Para que a política de responsabilização se efetive, é necessária a pactuação dos objetivos estratégicos em torno das perspectivas de modernização desse Estado gerencial. Leia-se que esse novo modelo de gestão gerencial se consolida como política de Estado e não de governo, ao ser sancionada a Lei Complementar nº 141/2009 (PERNAMBUCO, 2009), sendo isso um marco para o governo num movimento de reforma gerencial e implantação do que se denomina “Estado do Fazer”. O referido modelo integrado de gestão é composto pela combinação de quatro sistemas: sistema de controle social; sistema de planejamento e gestão; sistema de gestão administrativa; e sistema de controle interno.
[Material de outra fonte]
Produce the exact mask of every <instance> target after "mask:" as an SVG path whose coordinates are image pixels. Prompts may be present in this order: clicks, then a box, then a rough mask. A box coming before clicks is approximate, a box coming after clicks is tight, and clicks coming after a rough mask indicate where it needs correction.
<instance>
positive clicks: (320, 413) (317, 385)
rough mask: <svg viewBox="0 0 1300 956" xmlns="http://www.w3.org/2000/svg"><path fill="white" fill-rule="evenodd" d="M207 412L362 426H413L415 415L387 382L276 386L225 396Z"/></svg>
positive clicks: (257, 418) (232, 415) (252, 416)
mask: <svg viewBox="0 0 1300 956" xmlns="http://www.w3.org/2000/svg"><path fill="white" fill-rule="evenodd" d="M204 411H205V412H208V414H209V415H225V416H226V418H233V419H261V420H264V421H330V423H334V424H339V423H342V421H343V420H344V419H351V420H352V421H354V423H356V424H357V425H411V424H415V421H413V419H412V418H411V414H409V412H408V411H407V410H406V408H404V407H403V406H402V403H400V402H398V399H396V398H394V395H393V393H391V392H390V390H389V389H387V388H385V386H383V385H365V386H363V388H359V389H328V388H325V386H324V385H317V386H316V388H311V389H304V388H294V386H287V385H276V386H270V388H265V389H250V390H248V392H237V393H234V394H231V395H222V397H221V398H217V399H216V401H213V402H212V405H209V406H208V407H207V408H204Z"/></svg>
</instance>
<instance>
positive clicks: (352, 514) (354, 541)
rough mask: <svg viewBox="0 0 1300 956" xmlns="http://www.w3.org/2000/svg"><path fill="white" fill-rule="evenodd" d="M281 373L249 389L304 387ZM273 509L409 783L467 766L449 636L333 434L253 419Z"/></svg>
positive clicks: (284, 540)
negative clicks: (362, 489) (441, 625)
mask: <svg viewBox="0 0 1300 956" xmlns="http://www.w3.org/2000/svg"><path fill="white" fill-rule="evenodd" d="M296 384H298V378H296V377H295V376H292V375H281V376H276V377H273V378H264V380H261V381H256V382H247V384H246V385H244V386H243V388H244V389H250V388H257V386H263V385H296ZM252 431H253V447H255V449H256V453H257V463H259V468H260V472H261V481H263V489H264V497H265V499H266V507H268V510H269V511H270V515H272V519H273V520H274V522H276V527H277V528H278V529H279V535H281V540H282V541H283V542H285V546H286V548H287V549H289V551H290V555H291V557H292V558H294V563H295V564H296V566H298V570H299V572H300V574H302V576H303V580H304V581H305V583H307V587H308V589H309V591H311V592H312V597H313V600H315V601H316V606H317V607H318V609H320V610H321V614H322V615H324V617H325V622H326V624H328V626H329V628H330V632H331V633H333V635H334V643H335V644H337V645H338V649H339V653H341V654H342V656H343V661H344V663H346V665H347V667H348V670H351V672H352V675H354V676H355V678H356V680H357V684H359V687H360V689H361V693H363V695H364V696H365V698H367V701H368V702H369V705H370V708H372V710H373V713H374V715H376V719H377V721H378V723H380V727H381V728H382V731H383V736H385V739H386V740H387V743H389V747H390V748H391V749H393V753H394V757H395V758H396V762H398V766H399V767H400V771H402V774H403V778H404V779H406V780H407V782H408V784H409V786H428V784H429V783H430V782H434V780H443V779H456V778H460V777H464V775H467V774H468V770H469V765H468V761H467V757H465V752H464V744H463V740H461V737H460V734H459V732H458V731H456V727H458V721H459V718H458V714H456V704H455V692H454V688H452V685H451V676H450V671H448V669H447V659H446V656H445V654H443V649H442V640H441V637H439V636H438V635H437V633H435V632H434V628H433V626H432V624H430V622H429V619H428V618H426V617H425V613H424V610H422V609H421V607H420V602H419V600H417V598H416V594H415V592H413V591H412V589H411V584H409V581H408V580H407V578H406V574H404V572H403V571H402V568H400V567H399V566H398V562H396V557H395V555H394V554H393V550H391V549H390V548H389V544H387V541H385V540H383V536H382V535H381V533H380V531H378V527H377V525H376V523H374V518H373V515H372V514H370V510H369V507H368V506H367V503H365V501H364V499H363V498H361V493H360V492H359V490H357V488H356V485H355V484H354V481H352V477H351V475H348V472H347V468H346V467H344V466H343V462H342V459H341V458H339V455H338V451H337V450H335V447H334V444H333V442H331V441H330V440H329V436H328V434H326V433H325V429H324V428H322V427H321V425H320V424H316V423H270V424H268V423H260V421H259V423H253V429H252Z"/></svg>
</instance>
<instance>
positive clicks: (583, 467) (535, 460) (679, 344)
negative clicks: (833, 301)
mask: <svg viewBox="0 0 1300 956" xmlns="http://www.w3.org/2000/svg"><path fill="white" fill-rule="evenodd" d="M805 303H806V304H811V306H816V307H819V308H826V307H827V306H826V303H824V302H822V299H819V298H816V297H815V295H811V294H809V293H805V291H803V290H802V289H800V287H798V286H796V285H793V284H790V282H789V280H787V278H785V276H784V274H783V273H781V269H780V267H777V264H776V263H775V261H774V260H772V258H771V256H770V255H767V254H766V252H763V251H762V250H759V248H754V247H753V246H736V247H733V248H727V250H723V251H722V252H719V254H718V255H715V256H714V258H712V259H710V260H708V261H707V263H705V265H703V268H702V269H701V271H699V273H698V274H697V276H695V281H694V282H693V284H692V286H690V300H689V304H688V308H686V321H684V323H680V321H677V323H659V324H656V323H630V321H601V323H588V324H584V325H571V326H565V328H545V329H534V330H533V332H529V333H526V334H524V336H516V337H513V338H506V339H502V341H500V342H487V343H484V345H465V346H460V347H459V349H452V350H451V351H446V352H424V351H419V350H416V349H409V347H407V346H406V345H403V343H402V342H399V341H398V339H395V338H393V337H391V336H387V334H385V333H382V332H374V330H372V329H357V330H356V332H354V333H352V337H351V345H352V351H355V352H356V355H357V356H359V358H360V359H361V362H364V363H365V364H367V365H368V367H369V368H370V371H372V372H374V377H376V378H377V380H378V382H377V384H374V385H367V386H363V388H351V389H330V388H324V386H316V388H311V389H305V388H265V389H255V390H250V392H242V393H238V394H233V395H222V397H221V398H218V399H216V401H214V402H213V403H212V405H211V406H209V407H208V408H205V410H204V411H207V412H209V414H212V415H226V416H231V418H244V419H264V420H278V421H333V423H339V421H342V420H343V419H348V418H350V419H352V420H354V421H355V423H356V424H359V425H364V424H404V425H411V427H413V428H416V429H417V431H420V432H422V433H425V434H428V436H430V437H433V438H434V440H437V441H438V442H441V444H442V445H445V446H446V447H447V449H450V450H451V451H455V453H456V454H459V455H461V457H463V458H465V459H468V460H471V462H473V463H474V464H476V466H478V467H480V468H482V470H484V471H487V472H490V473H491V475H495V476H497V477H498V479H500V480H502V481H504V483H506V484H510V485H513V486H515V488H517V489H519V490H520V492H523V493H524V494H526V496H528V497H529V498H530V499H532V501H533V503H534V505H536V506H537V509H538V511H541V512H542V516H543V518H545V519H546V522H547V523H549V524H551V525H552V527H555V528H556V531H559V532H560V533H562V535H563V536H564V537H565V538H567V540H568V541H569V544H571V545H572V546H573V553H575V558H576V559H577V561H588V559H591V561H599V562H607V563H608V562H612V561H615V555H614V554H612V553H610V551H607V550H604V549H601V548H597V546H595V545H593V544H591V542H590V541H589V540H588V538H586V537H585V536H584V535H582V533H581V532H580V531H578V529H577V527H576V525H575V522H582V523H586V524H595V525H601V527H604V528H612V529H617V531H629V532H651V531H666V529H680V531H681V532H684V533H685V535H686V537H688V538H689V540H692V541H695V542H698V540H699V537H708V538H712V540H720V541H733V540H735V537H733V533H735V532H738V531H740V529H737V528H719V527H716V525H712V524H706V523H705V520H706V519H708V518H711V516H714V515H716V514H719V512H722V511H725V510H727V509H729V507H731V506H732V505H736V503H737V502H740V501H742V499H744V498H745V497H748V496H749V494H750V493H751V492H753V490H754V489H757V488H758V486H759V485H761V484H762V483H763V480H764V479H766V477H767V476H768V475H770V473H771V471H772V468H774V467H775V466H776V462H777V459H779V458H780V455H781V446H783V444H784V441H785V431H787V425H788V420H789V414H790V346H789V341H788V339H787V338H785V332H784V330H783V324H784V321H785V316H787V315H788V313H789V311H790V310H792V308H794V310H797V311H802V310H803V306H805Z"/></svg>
Trata-se de organização sistêmica que adota ferramentas de gestão: metodologias e práticas gerenciais desenvolvidas nas áreas da ciência da administração, aplicáveis ao setor público (PERNAMBUCO, 2009).
Assim, dentro das ações de modernização da gestão pública estadual, para viabilizar a Política de Responsabilização Educacional (PERNAMBUCO, 2008a; 2012), fazem- se necessárias no sistema de ensino quatro condições: I) objetivos educacionais e metas claras por escolas - segundo descrevem o Termo de compromisso e o IDEPE como referência para as metas de qualidade pactuadas; II) sistema próprio de avaliação - como descreve o SAEPE; III) sistema de incentivos - o BDE estipula uma bonificação pelo alcance das metas; e IV) sistema de monitoramento para acompanhamento e melhoria dos indicadores de processos e de resultados. E através dessas medidas adotadas a partir do Programa de Modernização da Gestão para a Educação (PMGP-ME), no governo Campos (2007-2010), consolida-se a responsabilização educacional em Pernambuco.
Ao tratar das políticas públicas de responsabilização na educação, Freitas (2012) critica a base das reformas educacionais no Brasil, por ser conduzida pela lógica do mercado e princípios próprios do gerencialismo da iniciativa privada. Assim, a formulação de políticas educacionais é afetada por novos atores e soluções objetivas que expressam demandas empresariais. Freitas (2012) também destaca que essas “soluções” estão em curso no Brasil e no exterior, tendo os Estados Unidos como inspiração, com proposições numa espécie de “teoria da responsabilização” gerencialista e verticalizada.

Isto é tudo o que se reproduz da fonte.